Applicazione nel dolore neuropatico grave

Il dolore neuropatico è una condizione dolorosa cronica causata da lesioni o malattie del sistema nervoso somatosensoriale. La sua patogenesi è complessa e le manifestazioni cliniche comprendono comunemente bruciore, fitte e dolori simili a scosse elettriche, che compromettono gravemente la qualità della vita dei pazienti. Il dolore neuropatico grave comprende vari sottotipi, come la nevralgia posterpetica (PHN), la neuropatia diabetica periferica dolorosa, il dolore centrale conseguente a lesione del midollo spinale, il dolore centrale post-ictus, la radicolopatia e il dolore refrattario associato alla stenosi spinale.
Tale dolore risponde scarsamente agli analgesici convenzionali (p. es., farmaci antinfiammatori non steroidei, oppioidi) e i pazienti spesso affrontano sfide tra cui dolore scarsamente controllato e scarsa tollerabilità delle reazioni avverse. Essendo un nuovo analgesico non oppioide con un meccanismo d'azione unico,compressa di ziconotidefornisce una nuova opzione terapeutica per il dolore neuropatico grave.

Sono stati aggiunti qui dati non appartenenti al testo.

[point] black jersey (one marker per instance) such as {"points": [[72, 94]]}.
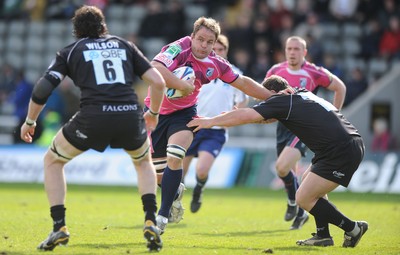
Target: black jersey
{"points": [[103, 68], [315, 121]]}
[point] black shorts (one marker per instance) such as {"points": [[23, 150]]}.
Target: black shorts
{"points": [[339, 163], [284, 137], [121, 126], [169, 125]]}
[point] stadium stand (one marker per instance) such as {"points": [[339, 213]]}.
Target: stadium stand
{"points": [[30, 45]]}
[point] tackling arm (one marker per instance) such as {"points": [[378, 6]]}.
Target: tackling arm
{"points": [[251, 87], [339, 88], [187, 87], [228, 119]]}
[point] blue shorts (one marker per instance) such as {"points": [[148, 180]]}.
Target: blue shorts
{"points": [[210, 140], [167, 126]]}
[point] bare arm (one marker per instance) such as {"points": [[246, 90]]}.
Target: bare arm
{"points": [[339, 88], [251, 87], [157, 86], [232, 118], [29, 126], [187, 87]]}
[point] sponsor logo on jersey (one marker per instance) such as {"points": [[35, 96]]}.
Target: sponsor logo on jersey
{"points": [[338, 174], [81, 135], [209, 72], [164, 59], [303, 82], [102, 45], [119, 108], [173, 51]]}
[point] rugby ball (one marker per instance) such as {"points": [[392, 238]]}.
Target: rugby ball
{"points": [[183, 73]]}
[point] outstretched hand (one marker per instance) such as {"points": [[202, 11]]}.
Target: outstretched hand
{"points": [[287, 91], [27, 132], [200, 123], [151, 121]]}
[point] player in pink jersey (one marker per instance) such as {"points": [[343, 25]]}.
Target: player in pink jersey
{"points": [[300, 74], [172, 137]]}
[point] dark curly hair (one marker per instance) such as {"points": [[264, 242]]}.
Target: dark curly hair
{"points": [[89, 21]]}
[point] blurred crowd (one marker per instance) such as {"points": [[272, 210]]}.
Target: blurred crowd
{"points": [[256, 30]]}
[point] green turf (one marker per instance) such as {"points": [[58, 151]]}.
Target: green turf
{"points": [[109, 220]]}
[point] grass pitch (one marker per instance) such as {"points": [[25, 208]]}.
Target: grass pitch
{"points": [[109, 220]]}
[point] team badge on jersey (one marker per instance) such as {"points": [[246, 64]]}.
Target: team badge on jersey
{"points": [[209, 72], [173, 51], [303, 82], [167, 57]]}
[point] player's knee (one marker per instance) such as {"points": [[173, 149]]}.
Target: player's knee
{"points": [[281, 169], [140, 154], [54, 153], [176, 151], [202, 175], [160, 165]]}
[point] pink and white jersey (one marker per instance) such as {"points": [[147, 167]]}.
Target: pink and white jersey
{"points": [[309, 76], [179, 53]]}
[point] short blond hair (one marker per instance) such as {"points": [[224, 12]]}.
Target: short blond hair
{"points": [[223, 40], [208, 23], [299, 39]]}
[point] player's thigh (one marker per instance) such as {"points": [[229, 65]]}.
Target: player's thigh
{"points": [[182, 138], [288, 158], [204, 162], [142, 154], [61, 150], [312, 188]]}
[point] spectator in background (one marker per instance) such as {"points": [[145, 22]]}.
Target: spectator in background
{"points": [[389, 46], [383, 140], [356, 85], [390, 8], [310, 27], [241, 35], [315, 50], [343, 10], [370, 39], [330, 63], [152, 22], [175, 21], [61, 10]]}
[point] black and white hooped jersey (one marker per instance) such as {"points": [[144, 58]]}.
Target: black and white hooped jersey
{"points": [[103, 68], [315, 121]]}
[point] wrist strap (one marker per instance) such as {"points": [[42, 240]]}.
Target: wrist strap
{"points": [[30, 122], [153, 113]]}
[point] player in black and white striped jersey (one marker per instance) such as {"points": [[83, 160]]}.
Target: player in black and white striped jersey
{"points": [[103, 66]]}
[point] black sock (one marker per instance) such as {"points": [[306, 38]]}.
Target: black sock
{"points": [[322, 227], [57, 213], [149, 207], [327, 212], [291, 185], [170, 184]]}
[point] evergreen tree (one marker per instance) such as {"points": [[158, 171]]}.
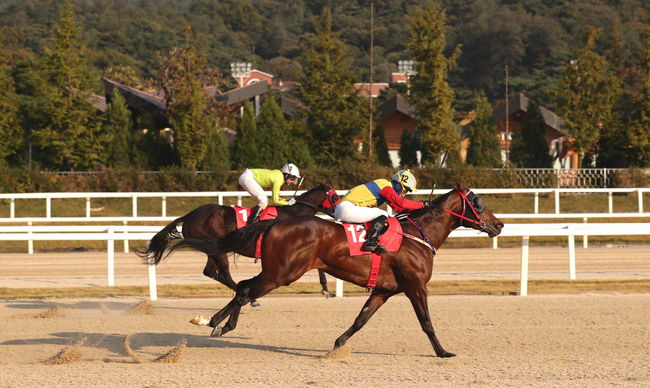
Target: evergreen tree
{"points": [[117, 126], [430, 93], [586, 96], [185, 75], [639, 129], [484, 145], [336, 114], [529, 147], [273, 135], [246, 151], [10, 131], [408, 151], [71, 135]]}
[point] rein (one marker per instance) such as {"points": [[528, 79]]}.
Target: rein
{"points": [[466, 201]]}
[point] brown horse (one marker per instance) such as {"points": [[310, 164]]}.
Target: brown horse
{"points": [[294, 246], [215, 221]]}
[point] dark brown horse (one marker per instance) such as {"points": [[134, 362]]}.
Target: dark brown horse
{"points": [[294, 246], [215, 221]]}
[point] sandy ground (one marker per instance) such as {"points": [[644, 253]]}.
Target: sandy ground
{"points": [[501, 341]]}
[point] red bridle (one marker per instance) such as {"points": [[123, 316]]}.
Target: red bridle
{"points": [[466, 202]]}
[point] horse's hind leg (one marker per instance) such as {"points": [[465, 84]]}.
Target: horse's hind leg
{"points": [[418, 297], [373, 304]]}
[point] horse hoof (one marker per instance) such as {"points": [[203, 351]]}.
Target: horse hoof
{"points": [[199, 320], [216, 332]]}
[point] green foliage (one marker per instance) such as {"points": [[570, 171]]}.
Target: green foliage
{"points": [[408, 152], [483, 148], [586, 95], [430, 93], [10, 131], [117, 126], [529, 147], [246, 151], [336, 114], [71, 134]]}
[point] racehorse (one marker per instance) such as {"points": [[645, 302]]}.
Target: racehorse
{"points": [[294, 246], [215, 221]]}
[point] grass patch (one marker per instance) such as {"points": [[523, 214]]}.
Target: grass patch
{"points": [[466, 287]]}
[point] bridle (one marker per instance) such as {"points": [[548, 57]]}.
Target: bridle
{"points": [[468, 200]]}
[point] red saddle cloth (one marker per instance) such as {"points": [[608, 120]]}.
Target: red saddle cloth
{"points": [[356, 233], [242, 214]]}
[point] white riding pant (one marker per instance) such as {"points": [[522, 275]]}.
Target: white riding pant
{"points": [[348, 212], [248, 182]]}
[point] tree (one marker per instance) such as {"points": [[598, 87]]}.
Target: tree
{"points": [[246, 151], [430, 93], [529, 147], [10, 131], [586, 96], [335, 113], [184, 75], [272, 140], [484, 145], [71, 133], [117, 126]]}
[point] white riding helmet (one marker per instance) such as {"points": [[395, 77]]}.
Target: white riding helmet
{"points": [[291, 169], [406, 179]]}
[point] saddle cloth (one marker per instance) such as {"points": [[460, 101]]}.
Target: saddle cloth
{"points": [[356, 234], [242, 214]]}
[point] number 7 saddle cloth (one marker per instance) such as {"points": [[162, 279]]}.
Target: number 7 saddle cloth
{"points": [[391, 239], [242, 214]]}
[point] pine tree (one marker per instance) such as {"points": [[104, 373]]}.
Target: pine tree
{"points": [[639, 129], [336, 114], [71, 135], [246, 151], [408, 156], [586, 96], [10, 131], [529, 147], [430, 93], [483, 148], [117, 126], [273, 135]]}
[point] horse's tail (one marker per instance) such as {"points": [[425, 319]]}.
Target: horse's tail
{"points": [[155, 252], [240, 241]]}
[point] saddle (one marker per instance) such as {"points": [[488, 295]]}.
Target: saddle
{"points": [[242, 214]]}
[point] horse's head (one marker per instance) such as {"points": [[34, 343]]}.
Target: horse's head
{"points": [[471, 211], [323, 197]]}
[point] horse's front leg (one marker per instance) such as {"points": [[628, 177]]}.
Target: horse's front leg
{"points": [[418, 296], [374, 302]]}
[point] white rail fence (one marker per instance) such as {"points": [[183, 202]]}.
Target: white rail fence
{"points": [[220, 196], [112, 233]]}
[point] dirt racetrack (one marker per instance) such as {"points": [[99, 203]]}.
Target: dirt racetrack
{"points": [[535, 341]]}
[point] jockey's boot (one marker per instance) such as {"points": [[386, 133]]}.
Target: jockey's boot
{"points": [[255, 215], [372, 241]]}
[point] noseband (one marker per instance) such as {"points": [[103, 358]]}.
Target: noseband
{"points": [[466, 202]]}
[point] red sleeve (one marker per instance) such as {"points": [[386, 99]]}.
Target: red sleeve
{"points": [[398, 203]]}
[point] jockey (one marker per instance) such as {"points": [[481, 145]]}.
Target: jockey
{"points": [[360, 204], [257, 179]]}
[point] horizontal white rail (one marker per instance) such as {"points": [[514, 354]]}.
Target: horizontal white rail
{"points": [[112, 233], [239, 195]]}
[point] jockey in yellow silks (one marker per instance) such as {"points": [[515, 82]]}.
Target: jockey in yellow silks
{"points": [[255, 180], [360, 204]]}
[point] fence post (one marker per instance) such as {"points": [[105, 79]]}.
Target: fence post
{"points": [[110, 260], [572, 257], [153, 288], [523, 286]]}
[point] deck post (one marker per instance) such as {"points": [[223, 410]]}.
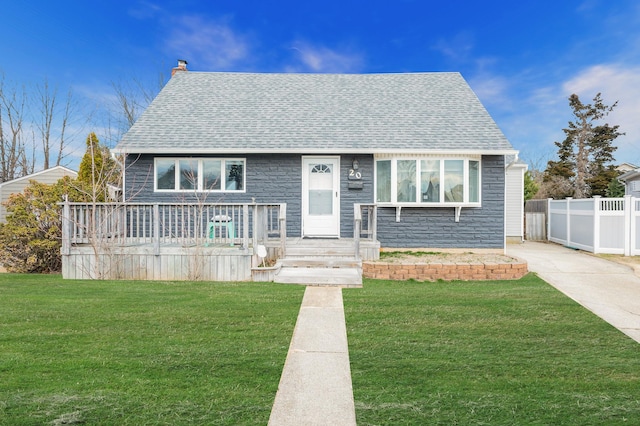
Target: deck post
{"points": [[245, 226], [66, 227], [283, 230], [156, 229]]}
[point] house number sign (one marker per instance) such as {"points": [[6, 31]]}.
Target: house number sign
{"points": [[355, 174], [355, 179]]}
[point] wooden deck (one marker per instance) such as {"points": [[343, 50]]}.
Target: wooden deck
{"points": [[215, 242], [217, 262]]}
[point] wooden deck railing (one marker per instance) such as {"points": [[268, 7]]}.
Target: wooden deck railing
{"points": [[175, 223], [364, 225]]}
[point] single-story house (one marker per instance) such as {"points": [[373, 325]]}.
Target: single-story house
{"points": [[16, 186], [419, 149]]}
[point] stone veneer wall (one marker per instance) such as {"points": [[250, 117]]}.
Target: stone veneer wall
{"points": [[444, 271]]}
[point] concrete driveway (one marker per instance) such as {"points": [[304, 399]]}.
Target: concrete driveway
{"points": [[608, 289]]}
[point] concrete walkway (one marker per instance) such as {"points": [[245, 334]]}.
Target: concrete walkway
{"points": [[608, 289], [315, 386]]}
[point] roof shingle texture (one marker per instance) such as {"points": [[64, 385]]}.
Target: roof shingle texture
{"points": [[198, 112]]}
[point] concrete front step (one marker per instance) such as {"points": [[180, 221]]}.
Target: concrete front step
{"points": [[320, 261], [318, 275], [314, 251]]}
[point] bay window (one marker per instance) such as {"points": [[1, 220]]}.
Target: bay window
{"points": [[199, 174], [428, 181]]}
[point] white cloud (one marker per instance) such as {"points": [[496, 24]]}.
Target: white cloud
{"points": [[323, 59], [213, 44], [458, 48]]}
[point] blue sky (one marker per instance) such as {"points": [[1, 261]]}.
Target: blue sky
{"points": [[523, 59]]}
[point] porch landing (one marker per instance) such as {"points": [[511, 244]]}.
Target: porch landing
{"points": [[322, 262]]}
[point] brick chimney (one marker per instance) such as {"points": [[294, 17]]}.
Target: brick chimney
{"points": [[182, 66]]}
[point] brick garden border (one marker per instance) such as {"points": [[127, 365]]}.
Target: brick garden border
{"points": [[445, 271]]}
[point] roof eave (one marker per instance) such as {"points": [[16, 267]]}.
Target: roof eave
{"points": [[194, 151]]}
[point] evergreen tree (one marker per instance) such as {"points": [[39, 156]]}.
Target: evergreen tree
{"points": [[97, 170], [615, 189], [586, 154], [530, 186]]}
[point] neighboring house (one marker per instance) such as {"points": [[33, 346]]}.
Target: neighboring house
{"points": [[626, 167], [631, 181], [514, 201], [225, 161], [48, 176], [420, 146]]}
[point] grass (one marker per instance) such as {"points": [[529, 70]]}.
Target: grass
{"points": [[115, 352], [486, 353], [176, 353]]}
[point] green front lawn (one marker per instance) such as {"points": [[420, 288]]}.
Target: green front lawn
{"points": [[141, 353], [174, 353], [486, 353]]}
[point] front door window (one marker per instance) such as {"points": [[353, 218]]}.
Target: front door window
{"points": [[321, 190]]}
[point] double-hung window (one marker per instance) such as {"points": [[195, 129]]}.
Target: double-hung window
{"points": [[200, 174], [428, 181]]}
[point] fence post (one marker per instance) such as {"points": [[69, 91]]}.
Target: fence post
{"points": [[596, 223], [357, 224], [156, 229], [628, 220], [568, 210], [548, 219]]}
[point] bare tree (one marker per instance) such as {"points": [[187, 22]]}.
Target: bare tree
{"points": [[49, 113], [14, 162]]}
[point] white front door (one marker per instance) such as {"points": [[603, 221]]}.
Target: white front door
{"points": [[320, 196]]}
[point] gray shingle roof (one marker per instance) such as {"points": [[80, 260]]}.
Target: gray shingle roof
{"points": [[199, 112]]}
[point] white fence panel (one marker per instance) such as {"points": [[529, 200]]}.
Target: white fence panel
{"points": [[634, 214], [598, 225]]}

2.1 Applicazione nella nevralgia posterpetica (PHN)
La nevralgia posterpetica (PHN) è la complicanza più comune dell'herpes zoster, definita come un grave dolore neuropatico che persiste o recidiva nell'area interessata per più di 3 mesi dopo la risoluzione dell'eruzione cutanea. Interrompe gravemente il sonno, l'umore e le attività quotidiane dei pazienti. La patogenesi della nevralgia post-erpetica è correlata principalmente al danno nervoso, alla neuroinfiammazione e alla sensibilizzazione centrale conseguenti all’infezione da virus varicella-zoster. I farmaci convenzionali (p. es., gabapentin, pregabalin, oppioidi) producono risultati insoddisfacenti in alcuni pazienti, soprattutto negli anziani o in quelli con comorbidità, che spesso presentano una scarsa tollerabilità degli effetti avversi e un controllo inadeguato del dolore.
Bloccando i canali del calcio di tipo N nel corno dorsale del midollo spinale, inibisce la trasmissione del segnale del dolore e allevia efficacemente sintomi come bruciore e dolore lancinante nei pazienti con PHN. Uno studio multicentrico randomizzato e controllato di 12 settimane ha dimostrato che nei pazienti con PHN da moderata a grave refrattari agli analgesici convenzionali, il trattamento con essi ha comportato una riduzione significativa dei punteggi del dolore sulla scala analogica visiva (VAS) rispetto al basale, con un tasso di sollievo dal dolore superiore al 60%, insieme a marcati miglioramenti nella qualità del sonno e nello stato emotivo.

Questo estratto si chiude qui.